Advertising Age Uncovered
LiveAuctionTalk.com: by Rosemary McKittrick
Photo courtesy of Bill Morford.
“Advertising is the art of convincing people to spend money they don't have for something they don't need.” Will Rogers.
Food for thought.
The endless stream of TV ads filtering in and out of our consciousness like stale air can be mind-boggling. Some TV ads are actually more interesting than the programming sandwiched in between them. But that’s not usually the case.
Everything from pills for our depression to creams for our sagging skin gets paraded in front of us with a sense of urgency that declares—Buy now or forever be stuck with your predicament.
People have been trying to design the perfect ad for centuries. And they’re still trying.
Procter & Gamble (the soap folks) were one of the earliest advertisers to use color and well-known artists to paint pictures and help them peddle soap. The 1927 Sears, Roebuck catalog featured a homey cover done by Norman Rockwell. Coca-Cola bolted out of the starting gate associating its beverage with fine-looking, fashionable women.
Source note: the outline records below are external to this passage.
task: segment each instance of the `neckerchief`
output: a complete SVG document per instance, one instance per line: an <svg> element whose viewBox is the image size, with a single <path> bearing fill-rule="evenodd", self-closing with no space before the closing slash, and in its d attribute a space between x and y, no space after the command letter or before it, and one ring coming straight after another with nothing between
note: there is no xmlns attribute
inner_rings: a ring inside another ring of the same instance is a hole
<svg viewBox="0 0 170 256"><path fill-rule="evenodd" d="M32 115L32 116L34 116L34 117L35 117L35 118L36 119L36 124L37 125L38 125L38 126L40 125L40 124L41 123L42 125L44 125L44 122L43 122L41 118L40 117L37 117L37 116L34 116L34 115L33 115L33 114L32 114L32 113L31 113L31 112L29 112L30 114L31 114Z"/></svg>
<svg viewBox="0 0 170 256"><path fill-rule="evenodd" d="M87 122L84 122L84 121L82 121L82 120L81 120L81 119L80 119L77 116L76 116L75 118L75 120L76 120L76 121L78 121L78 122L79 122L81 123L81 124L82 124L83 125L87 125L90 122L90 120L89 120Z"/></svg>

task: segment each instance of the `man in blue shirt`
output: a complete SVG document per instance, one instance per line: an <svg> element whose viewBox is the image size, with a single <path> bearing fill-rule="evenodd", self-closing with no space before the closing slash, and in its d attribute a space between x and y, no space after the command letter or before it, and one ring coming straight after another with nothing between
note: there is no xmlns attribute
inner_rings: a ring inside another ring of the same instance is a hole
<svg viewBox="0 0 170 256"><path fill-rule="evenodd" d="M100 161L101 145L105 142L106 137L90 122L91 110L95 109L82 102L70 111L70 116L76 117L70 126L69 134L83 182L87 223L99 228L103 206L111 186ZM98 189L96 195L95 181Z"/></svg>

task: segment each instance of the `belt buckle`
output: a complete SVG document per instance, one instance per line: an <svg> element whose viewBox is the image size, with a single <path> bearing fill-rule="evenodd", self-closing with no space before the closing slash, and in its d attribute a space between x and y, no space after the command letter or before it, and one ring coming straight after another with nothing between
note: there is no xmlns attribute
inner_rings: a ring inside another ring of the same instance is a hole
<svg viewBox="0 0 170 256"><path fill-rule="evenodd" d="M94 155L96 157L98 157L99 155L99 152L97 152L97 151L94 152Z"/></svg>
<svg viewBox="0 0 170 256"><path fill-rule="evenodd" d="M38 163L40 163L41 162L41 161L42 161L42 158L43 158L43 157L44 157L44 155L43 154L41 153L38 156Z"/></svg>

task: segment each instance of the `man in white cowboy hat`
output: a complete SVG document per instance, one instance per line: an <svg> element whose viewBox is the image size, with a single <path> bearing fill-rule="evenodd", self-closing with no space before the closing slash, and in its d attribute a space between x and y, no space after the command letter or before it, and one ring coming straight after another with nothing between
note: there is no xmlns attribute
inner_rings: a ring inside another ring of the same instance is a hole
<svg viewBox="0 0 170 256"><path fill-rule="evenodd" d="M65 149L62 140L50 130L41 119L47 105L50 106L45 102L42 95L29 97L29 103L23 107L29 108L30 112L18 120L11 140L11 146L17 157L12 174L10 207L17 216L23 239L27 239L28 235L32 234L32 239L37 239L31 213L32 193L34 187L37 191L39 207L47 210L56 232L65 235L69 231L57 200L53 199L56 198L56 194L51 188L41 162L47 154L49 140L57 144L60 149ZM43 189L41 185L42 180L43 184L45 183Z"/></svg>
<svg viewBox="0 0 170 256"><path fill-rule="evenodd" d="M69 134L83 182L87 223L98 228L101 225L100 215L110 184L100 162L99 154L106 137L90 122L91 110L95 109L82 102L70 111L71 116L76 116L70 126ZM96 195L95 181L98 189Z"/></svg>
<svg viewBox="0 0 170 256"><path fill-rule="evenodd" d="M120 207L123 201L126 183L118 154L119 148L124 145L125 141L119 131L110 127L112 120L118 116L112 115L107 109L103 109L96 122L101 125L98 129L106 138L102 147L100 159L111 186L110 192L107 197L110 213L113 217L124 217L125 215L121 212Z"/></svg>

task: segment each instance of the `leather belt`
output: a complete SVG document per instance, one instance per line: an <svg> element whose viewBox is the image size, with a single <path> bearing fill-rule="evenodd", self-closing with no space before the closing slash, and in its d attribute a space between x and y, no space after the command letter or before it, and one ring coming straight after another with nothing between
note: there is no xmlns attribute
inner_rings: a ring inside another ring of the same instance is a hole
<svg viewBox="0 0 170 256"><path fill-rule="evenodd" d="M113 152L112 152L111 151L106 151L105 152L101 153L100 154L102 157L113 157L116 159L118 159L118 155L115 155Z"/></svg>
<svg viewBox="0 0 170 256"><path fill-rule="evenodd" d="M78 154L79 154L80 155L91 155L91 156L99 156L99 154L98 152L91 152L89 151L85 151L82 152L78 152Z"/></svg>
Their first model in 1904 was metropolitan Opera star Lillian Nordica.
It’s hard to figure out now if women in the mid-century tried to look like the Coca-Cola girl or the Coca-Cola girl was modeled after an image of what women were “supposed” to look like.
At the turn-of-the-century the advertising world figured 80 percent of all buying decisions were made by women. So that’s where ads were targeted.
Everything from movie stars and kids and dogs have been used to coax us into buying.
The best ads aim directly at the heart.
Along the way advertising emerged as its own art form. The artwork in many vintage pieces is downright spectacular. The most desirable advertising pieces capture the look and feel of their era.
They’re colorful. They embody stuff most of us like to look at like good-looking women, hunky guys, innocent children, animals, aircraft, and automobiles. Advertising collectibles also come in all shapes and sizes from wood, glass and tin to paper, celluloid and porcelain.
Ads are everywhere. We’re constantly being sold through TV, the internet, radio, calendars, billboards, mugs, mirrors, trays, plates, signs, and cereal boxes. The list is endless.
Tin and paper signs are two of the more popular types of advertising collectibles.
As early as the 1840s paper signs touting the glory of whiskey, tobacco and beer lined the walls of general stores all across America. No surprise. These same companies had the biggest advertising budgets.
Advertising pieces made between 1875 and 1925 are especially interesting to collectors because they often display the dazzling early color lithography. Items made before World War II are some of the most sought after. That’s considered the heyday of advertising
Bidding closed on Feb. 26 for Bill Morford’s Advertising and Collectibles auction.
Advertising
Ever-Ready Brand Safety Razors; tin litho advertising clock; 19 ½ inches by 12 ½ inches; $2,090.
Durham Smoking Tobacco; blue-gray variation tin litho vertical tobacco pocket; 4 ¼ inches by 2 7/6 inches; $4,950.
Hall Luhrs & Co., Hams sign; corn fed hogs; embossed tin litho; highly detailed multi-color graphics; 13 7/8 inches by 19 5/8 inches; $11,550.
College Yell; tin litho pocket tobacco for the pipe; 4 ½ inches by 3 inches; $14,850.
Standard Oil Co., sign; early self-framed; tin litho over cardboard advertising sign; for their Red Crown gasoline and Polarine motor oil; multi-color graphics; 27 3/8 inches by 19 ¼ inches; $22,275.